We have a long history of enacting power over others, building systems that advantage us, and telling stories that obscure those realities. I’m not responsible for everything white people have done, but I am accountable to that history—to know it and to decide what I will do with it. Learning more about race has made it clear why people of color have long been wary of whiteness. That mistrust didn’t appear out of nowhere. There is wisdom there, and I have much to learn from it.
3. Naming racism is not a personal attack on me.
I grew up in a mostly white world where conversations about race were often framed as accusations or unfair targeting of white people. Those ideas took root in me. Racism, though, is a collective problem—one I was taught to ignore or explain away. And even now, I sometimes notice defensiveness rise in me when people who are harmed by our racial system speak about their experiences. That reaction disturbs me. It forces me to ask why I feel centered instead of attentive, and why I’m thinking about myself rather than listening to another person’s pain.
4. Whiteness taught me how to move between power and victimhood.
I’ve learned how whiteness trains white people to play the role of oppressor—and when challenged, to shift quickly into the role of the victim. This dynamic keeps us bound, limits imagination, and narrows what feels possible. In that sense, I am not free. Whiteness keeps me stuck in a version of myself that doesn’t align with who I want to be. I have to keep asking: How does whiteness shape my relationships? How does it influence how I see myself and others? Where do I need to be made free?

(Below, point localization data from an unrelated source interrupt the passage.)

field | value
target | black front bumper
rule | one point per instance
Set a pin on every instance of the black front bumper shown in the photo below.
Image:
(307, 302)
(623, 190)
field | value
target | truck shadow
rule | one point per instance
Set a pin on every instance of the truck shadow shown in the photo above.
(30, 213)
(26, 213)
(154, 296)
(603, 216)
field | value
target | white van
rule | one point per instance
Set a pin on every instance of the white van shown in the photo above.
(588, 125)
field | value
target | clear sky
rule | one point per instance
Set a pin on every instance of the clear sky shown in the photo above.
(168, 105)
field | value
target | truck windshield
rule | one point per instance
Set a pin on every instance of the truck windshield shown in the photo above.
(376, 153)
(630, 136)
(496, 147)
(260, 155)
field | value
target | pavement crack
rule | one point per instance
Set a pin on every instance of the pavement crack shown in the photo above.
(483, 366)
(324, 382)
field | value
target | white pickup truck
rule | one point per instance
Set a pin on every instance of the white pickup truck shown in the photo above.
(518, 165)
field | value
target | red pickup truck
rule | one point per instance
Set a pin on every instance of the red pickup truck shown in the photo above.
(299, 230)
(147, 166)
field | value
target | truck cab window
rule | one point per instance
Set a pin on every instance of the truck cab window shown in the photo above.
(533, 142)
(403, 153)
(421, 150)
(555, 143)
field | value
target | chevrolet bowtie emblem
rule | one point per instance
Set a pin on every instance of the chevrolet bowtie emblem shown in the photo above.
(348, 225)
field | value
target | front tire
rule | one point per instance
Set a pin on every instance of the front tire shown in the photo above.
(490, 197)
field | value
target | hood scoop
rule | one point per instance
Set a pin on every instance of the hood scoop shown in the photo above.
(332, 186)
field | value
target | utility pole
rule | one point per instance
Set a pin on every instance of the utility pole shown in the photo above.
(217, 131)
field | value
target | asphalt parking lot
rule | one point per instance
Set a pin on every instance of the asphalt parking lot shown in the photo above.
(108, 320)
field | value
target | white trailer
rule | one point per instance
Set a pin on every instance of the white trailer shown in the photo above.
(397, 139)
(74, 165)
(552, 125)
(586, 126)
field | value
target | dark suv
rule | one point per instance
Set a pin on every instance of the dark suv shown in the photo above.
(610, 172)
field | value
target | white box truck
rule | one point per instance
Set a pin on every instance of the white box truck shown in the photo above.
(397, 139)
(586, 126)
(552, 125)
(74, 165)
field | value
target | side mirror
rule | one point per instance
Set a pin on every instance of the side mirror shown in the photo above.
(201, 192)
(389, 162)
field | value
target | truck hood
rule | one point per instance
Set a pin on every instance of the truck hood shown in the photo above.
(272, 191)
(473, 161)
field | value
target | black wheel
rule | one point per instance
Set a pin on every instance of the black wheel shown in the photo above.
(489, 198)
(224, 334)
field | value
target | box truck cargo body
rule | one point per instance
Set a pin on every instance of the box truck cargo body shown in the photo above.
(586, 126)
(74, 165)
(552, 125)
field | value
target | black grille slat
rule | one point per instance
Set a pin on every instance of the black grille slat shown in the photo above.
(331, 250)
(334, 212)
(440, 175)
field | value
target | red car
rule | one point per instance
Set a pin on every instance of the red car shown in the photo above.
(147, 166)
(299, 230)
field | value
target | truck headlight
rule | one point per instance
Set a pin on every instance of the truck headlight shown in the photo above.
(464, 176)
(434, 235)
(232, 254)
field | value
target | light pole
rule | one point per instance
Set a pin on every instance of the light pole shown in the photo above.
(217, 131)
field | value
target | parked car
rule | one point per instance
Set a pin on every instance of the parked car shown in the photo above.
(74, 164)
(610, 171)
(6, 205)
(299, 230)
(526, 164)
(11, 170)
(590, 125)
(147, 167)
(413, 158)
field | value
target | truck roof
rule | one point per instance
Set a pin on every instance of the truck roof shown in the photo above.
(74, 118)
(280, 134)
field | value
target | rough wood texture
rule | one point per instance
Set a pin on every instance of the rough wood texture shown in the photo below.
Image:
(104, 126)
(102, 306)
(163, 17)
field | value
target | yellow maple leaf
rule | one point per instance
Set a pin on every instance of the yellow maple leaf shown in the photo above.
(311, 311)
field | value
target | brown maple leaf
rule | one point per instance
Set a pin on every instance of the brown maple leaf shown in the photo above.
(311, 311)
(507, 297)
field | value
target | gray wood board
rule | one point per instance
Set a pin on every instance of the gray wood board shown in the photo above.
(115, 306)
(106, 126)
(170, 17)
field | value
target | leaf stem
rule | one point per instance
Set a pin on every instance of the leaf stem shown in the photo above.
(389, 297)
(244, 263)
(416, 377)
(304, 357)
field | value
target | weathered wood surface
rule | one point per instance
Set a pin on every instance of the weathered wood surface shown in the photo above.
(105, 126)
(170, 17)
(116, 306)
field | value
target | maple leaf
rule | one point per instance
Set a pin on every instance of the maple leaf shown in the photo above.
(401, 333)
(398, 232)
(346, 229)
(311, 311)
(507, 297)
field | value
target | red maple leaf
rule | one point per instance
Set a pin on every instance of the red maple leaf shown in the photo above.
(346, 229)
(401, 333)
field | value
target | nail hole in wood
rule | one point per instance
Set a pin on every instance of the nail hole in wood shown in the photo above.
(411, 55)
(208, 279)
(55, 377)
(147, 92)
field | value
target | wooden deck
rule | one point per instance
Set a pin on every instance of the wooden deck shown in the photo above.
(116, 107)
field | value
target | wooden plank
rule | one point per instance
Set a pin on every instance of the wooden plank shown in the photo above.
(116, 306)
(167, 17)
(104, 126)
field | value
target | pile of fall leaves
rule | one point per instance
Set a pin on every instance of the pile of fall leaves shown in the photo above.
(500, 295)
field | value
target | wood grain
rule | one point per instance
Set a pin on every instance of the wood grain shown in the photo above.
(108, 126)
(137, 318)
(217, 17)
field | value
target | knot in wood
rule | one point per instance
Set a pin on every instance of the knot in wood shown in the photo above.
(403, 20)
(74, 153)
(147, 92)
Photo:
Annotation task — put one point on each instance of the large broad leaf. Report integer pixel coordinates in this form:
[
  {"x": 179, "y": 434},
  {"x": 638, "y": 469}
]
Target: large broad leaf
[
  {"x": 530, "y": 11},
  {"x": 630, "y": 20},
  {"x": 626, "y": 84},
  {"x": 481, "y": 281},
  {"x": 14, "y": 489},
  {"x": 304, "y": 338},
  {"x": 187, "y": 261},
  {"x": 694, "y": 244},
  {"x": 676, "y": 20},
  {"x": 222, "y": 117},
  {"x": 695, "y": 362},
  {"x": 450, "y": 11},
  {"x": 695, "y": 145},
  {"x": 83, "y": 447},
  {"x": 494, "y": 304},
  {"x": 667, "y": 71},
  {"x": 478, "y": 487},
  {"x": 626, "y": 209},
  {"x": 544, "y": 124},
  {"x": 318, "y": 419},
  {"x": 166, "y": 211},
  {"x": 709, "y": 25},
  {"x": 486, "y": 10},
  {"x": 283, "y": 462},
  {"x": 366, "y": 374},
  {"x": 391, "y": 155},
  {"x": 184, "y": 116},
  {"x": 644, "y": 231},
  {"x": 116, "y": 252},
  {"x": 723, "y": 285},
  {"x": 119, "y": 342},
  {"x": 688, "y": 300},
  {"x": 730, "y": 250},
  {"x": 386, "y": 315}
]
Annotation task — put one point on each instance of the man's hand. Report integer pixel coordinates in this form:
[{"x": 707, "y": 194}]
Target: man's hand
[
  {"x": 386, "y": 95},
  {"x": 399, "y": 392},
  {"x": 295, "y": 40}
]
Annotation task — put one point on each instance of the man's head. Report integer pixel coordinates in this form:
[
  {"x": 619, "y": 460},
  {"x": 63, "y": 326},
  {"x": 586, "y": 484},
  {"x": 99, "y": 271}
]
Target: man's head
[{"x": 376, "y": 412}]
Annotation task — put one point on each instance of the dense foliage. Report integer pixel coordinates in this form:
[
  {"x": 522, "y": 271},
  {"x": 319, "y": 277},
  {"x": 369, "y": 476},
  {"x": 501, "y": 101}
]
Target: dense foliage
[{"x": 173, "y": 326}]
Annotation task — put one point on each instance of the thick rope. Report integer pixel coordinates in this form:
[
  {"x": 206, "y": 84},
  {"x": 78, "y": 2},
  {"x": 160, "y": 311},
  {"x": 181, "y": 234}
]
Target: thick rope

5. The way I was socialized as a white person conflicts with my values.
This misalignment creates real tension. I feel pressure to perform whiteness in ways that don’t match my beliefs about justice, dignity, and shared humanity. I’m still learning the language for this struggle. Writing has become one way I practice asking harder questions: What is required of me if I believe justice should be for everyone? How does that differ from what I was taught about race? Who helps hold me accountable to the life I want to live?
6. Focusing only on the harm done to people of color is sometimes used as a way to let white people off the hook.
For a long time, my understanding of racism centered on what was “going wrong” for people of color. I didn’t consider how racism was shaping and implicating me. Shifting the question has changed everything. Instead of asking only what racism does to its targets, I now ask what’s happening with white people. How are we sustaining racial inequity? What would it take for this to be a problem we feel responsible for—not just something we observe?
7. I’ve been learning how to be white my entire life.
Race has always been present, even when I didn’t have words for it. That’s the nature of living in a racialized society—we don’t get to opt out. Whiteness was so normalized, so close, that I couldn’t see it as something learned rather than inherent. I have to keep asking: What have I been taught by whiteness? How has it shaped who I’ve been—and who I might become?
8. The version of whiteness I inherited doesn’t serve me—or anyone else.
My racial socialization trained me to maintain a system that harms others and diminishes my own humanity in the process. When white people insist we have nothing to do with present-day racism while actively benefiting from it, we live a lie—and that lie costs us something essential. I don’t have to accept the place assigned to me. Examining whiteness has shown me that while choosing something different can feel uncomfortable and destabilizing, the possibility of becoming more whole and more free is worth it.
These are the things I keep returning to.
The things I can’t unsee. The things that ask me to stay in the conversation—even when it would be easier not to.